Muitas vezes incomoda-nos não termos o controlo de muitas situações da nossa vida ou da vida dos outros. E é verdade. Parece é que tendemos a queixarmo-nos mais do poder que não temos do que a utilizar o poder que de facto temos para fazer alguma coisa. Vamos vivendo na ilusão de dominarmos aquilo que ao fim ao cabo nos virá a desiludir por não ter corrido como tínhamos idealizado.
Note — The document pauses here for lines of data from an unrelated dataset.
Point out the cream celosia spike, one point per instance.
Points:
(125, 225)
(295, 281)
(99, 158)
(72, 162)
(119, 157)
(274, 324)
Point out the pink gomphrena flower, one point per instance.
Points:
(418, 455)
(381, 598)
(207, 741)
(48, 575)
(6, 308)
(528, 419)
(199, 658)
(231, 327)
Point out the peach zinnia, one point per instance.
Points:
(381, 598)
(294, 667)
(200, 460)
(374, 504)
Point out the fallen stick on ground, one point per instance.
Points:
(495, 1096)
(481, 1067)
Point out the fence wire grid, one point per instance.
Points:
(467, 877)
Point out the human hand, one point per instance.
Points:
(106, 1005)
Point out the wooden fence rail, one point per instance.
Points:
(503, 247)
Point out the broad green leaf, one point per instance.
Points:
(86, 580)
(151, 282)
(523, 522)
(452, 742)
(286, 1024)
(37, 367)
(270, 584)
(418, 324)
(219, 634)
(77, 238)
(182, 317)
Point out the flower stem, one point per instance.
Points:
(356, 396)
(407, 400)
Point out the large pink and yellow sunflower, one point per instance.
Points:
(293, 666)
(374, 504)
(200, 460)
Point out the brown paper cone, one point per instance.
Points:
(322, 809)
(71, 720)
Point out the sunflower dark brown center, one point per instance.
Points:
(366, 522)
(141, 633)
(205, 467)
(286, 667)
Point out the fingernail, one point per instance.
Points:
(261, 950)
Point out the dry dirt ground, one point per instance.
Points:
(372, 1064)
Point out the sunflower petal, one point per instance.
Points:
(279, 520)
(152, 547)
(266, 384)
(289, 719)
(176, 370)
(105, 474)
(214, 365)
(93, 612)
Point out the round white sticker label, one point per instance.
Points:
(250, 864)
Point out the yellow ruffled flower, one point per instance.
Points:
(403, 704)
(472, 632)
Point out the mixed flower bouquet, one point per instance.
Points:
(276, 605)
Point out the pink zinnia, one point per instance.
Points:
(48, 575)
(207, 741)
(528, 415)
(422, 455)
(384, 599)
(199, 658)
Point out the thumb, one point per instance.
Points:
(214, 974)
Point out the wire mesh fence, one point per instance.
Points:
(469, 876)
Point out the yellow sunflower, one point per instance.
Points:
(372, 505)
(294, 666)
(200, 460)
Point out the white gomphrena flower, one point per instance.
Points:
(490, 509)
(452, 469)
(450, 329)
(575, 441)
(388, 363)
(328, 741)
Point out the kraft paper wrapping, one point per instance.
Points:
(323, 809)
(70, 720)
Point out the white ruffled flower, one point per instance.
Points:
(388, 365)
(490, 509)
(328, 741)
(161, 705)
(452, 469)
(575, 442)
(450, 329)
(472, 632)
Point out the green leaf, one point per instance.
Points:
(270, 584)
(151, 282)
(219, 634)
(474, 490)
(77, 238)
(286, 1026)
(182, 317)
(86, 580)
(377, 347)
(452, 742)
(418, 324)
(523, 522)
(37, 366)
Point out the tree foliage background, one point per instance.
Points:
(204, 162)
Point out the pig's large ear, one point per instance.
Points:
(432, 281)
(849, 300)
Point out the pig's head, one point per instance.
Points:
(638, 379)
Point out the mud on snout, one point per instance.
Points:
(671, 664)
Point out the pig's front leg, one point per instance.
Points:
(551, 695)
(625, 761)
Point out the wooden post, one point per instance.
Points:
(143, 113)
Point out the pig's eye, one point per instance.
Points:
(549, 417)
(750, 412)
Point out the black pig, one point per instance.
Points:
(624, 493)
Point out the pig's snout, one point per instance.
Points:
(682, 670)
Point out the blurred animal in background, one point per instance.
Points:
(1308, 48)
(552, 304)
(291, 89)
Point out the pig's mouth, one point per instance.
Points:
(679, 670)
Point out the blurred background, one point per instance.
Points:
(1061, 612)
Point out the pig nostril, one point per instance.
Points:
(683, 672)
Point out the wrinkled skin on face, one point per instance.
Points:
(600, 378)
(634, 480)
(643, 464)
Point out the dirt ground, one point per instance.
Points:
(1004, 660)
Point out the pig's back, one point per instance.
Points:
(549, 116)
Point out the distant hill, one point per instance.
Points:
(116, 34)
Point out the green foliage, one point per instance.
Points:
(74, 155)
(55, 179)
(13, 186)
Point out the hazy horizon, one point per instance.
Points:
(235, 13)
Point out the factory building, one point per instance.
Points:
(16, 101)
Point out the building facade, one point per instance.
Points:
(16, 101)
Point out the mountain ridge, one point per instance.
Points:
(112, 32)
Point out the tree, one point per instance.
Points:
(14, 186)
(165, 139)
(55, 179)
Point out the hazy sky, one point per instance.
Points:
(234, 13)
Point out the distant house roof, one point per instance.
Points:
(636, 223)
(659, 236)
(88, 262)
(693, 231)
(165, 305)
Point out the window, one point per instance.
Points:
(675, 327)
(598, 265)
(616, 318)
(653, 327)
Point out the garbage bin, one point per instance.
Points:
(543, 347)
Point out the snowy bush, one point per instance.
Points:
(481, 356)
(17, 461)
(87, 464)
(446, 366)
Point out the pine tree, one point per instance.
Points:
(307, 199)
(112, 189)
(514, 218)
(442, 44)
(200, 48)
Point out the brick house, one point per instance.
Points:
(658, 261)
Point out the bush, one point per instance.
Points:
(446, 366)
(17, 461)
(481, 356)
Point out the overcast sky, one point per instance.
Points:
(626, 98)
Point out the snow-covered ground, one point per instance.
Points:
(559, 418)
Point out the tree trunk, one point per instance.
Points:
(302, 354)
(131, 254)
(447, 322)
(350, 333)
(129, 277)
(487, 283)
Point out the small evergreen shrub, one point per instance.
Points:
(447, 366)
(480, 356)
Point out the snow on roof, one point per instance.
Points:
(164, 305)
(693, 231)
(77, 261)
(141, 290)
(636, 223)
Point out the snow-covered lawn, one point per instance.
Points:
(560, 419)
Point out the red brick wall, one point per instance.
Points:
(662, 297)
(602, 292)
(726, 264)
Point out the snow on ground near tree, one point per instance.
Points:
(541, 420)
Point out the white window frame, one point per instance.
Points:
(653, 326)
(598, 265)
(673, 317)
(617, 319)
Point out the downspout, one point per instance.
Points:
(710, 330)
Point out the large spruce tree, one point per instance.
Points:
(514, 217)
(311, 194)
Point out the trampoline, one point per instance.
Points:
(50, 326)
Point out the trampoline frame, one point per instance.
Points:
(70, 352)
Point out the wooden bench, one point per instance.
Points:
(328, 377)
Cada um de nós é convidado a fazer a experiência da sua própria vida – mas da vida real, da que existe, da de todos os dias, não da utópica. É o convite a focar naquilo que é verdadeiramente estrutural e a entrar a fundo nas experiências a que somos chamados. A agarrá-las a sério, a pisar o chão, a percorrer os caminhos por dentro e não à beira da estrada, a tocar e a deixar-me tocar, a viver e não simplesmente a andar por aí. Só o pôr os pés no chão é que deixa marcas, só o pôr as mãos no barro e sujá-las é que dá forma às coisas, só um abraço forte é que deixa o outro sentir-se abraçado, só o dar o coração inteiro é que toca os outros.
É o convite a agarrar o tempo comum: fazer das rotinas aquilo que nos dá ritmo, daquilo que é mais do mesmo a constante surpresa com as coisas pequenas, da entediante acomodação suscitar um fascinante ímpeto transformador, do cansaço de quem é um corredor na vida a oportunidade de viver em verdadeira paz.